September 6th, 2003 | Published in Uncategorized
Update (9/8/03): Barbara Mikkelson of Snopes graciously admitted to her error and apologized to Michael Moore. I continue to hope that Snopes will adopt a more transparent editorial approach, though. Transparency because it builds trust trumps confession because you’ve been caught.
For a site that prides itself on scolding people with axes to grind and how they sully a world of pure, useful information, Snopes seems to have been caught trying to redact its own axe-grinding in a less than honorable fashion. Lots of links abound, but just start with Ed and work your way from there, hopefully getting to where it all started on Tom Tomorrow’s blog.
It would have been nice if Snopes’ editors had just decided to make their editorial process more transparent instead of spading dirt over what they got wrong and resorting to hair-splitting to get more right than they initially did. It’s the web, y’all: paper and ink are unlimited enough to make all the corrections you need.
NetNewsWire showing revisions in a Yahoo! News item
And while we’re on that, I have to make yet another pro-NetNewsWire post.
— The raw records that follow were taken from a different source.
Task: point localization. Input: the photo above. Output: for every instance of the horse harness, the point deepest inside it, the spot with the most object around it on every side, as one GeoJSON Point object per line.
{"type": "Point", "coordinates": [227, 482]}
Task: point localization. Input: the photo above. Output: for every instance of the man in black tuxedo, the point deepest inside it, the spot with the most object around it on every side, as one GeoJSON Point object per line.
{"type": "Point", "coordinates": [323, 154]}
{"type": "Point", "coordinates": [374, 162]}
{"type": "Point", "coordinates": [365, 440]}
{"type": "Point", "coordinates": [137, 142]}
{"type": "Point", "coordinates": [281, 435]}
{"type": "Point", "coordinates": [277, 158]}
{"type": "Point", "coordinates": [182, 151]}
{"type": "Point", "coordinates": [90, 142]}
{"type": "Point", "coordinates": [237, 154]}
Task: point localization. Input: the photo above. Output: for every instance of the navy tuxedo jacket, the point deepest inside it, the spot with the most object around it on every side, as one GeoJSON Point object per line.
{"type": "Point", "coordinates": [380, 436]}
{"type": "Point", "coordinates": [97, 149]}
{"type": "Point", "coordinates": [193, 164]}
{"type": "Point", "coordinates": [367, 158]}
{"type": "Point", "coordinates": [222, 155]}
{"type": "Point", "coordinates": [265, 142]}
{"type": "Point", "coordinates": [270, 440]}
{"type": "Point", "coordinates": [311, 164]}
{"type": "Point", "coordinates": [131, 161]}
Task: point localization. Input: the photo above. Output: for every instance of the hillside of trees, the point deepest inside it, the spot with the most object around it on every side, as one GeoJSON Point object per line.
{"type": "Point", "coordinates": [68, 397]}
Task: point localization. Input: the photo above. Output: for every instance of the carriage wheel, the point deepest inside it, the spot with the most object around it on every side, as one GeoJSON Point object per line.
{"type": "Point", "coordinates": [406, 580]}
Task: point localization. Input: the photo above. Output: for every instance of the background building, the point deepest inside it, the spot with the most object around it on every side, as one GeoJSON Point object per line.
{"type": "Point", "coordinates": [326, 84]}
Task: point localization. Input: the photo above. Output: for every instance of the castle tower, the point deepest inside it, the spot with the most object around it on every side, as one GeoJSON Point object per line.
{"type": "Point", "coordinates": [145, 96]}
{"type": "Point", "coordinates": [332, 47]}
Its latest version includes tracking differences to RSS items and presenting them. (Click the illustration above to see it full-sized.) This particular feature gives the reader an opportunity to experience the editorial process at outlets like Yahoo! News in all its glory. The example I caught today, for instance, is a fine example of the sort of softening that goes on with a lot of leads and summaries over a story’s life cycle.
It’s reminiscent of WinerWatch, a fun little hack Mark Pilgrim inflicted on Dave Winer, who’s apparently unable to take ten deep breaths before posting and who, subsequently, ends up revising a lot of his more inflammatory copy into oblivion, where he can’t be held responsible for it.